In May 2020, the Arizona Auditor General’s office conducted a performance audit of the Gadsden Elementary School District, and found that the District paid employees for “time not worked, limited public access to some Governing Board meetings and wasted $65,000 on unnecessary travel, among other failures.”
In response to the Auditor General’s 30-month follow-up report issued in March, Arizona State House Chairman of the Joint Legislative Audit Committee, Rep. Matt Gress, and House Education Chairwoman Rep. Beverly Pingerelli have questions.
The lawmakers called the report, which found that the District failed to implement over half of the recommendations made by the auditors, “troubling.”
Specifically, the follow-up report shows the school district has yet to correct what the lawmakers say are “several glaring accountability features” which directly led to previous fraud in the district.
In July 2021, the Arizona Auditor General reported fraud in the business office because employees had “broad access” to initiate and complete payroll transactions without another employee reviewing and approving transactions. This basic lack of financial accountability led to one employee stealing roughly $8,000 before being caught. The employee was sentenced to three years probation.

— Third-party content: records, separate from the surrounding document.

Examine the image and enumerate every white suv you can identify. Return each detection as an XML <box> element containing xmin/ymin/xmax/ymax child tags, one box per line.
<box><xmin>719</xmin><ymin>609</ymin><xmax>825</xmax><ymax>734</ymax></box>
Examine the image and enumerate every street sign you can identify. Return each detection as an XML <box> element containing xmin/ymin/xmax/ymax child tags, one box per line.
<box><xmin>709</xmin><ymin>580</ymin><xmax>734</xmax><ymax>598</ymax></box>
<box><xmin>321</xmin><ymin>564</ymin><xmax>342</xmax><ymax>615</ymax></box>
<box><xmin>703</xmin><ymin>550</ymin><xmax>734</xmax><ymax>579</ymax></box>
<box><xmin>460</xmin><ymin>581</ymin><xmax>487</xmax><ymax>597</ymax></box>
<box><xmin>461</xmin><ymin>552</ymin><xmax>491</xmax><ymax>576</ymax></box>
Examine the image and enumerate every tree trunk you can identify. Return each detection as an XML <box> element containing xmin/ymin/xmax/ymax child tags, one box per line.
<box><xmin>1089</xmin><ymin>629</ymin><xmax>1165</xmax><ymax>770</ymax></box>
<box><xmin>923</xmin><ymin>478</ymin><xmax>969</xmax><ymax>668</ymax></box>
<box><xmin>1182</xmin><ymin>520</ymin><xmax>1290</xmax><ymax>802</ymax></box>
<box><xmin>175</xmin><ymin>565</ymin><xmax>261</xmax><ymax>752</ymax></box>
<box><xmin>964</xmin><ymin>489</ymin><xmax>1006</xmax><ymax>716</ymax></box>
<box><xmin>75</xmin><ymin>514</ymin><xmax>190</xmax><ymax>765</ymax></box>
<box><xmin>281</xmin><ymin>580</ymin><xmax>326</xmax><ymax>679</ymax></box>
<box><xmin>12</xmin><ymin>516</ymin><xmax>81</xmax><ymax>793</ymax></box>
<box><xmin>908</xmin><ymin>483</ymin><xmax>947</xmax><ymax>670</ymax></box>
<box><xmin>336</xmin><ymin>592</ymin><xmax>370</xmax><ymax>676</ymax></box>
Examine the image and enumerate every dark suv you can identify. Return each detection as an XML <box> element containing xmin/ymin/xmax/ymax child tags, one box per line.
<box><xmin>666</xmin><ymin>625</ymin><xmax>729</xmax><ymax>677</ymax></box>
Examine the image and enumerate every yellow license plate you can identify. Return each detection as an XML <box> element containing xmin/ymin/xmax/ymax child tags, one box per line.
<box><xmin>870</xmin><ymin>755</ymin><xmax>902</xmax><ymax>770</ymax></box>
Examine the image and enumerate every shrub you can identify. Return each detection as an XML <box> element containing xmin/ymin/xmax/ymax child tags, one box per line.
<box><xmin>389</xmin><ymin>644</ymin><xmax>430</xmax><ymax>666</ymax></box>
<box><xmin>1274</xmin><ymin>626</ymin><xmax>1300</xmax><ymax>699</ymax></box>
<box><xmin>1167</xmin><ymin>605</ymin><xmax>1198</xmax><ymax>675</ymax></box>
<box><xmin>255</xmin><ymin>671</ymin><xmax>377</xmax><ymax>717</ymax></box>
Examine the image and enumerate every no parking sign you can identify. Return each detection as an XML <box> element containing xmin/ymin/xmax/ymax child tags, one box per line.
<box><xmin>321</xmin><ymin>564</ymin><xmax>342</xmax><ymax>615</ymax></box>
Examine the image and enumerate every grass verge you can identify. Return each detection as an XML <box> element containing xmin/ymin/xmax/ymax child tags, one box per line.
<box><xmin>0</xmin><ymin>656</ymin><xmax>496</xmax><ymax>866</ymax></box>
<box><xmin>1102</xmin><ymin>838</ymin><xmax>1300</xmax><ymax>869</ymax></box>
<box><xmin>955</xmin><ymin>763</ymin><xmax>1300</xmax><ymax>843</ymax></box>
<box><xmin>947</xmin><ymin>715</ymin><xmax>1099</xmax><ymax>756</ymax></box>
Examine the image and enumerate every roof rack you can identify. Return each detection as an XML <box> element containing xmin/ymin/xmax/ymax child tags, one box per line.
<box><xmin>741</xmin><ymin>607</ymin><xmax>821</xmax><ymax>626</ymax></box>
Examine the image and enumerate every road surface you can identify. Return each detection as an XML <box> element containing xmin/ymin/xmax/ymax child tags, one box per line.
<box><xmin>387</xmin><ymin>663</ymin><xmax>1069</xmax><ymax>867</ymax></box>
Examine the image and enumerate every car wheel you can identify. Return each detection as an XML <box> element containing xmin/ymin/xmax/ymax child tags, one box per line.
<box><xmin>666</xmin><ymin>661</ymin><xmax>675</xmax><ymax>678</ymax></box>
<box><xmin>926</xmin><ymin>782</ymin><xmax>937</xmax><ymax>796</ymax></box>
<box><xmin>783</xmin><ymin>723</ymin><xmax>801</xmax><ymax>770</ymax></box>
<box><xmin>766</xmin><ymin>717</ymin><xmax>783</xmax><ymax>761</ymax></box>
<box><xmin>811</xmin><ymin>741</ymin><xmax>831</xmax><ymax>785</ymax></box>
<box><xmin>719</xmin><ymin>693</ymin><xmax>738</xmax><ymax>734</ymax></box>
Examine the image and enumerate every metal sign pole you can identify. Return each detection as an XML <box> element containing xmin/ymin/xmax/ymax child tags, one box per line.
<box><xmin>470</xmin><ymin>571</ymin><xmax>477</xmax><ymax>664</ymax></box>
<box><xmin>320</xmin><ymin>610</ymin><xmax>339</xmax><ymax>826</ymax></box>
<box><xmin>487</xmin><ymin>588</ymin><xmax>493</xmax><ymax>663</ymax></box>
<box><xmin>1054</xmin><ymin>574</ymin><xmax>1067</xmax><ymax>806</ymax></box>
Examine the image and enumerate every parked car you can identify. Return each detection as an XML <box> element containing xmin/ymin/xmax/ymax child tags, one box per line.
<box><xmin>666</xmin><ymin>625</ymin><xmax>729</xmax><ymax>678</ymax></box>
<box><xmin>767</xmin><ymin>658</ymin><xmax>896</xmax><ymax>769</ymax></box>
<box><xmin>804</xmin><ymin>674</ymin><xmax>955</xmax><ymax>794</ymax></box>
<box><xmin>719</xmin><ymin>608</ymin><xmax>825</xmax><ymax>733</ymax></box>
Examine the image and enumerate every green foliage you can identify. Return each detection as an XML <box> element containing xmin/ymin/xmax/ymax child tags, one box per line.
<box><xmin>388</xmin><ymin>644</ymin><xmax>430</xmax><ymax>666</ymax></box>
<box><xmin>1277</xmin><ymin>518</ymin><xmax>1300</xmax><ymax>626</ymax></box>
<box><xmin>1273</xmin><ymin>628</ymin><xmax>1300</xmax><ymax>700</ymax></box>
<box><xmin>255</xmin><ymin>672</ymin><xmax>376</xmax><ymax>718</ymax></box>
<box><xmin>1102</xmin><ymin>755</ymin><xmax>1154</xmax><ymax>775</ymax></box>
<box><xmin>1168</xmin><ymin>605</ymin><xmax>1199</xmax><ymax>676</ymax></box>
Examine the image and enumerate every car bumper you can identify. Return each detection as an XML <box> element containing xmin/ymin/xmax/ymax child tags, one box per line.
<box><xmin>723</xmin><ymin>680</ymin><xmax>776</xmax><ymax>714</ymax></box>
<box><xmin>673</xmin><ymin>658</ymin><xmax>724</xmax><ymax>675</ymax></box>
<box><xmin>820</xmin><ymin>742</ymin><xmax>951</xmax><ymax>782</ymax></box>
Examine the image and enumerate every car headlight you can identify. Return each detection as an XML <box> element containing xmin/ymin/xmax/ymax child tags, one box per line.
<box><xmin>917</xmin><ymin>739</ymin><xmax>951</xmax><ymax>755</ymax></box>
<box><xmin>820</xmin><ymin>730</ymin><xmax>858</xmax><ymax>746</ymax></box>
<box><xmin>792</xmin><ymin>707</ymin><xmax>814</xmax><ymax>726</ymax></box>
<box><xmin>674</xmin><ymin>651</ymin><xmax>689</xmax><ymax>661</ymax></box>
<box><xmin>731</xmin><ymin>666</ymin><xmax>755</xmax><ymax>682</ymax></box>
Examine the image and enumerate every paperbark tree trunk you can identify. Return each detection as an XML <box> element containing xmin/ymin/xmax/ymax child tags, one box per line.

“Allowing this practice to continue some 30 months after they were caught is troubling,” said Gress and Pingerelli in a joint press release. “The audits from the Arizona Auditor General are consequential reviews and are not to be mocked with inaction. These audits are one of the few independent tools the Legislature has to measure efficiency, effectiveness, and legal compliance in the state’s largest annual investment, K-12 education. The Legislature, and the public, are due answers from Gadsden Elementary.”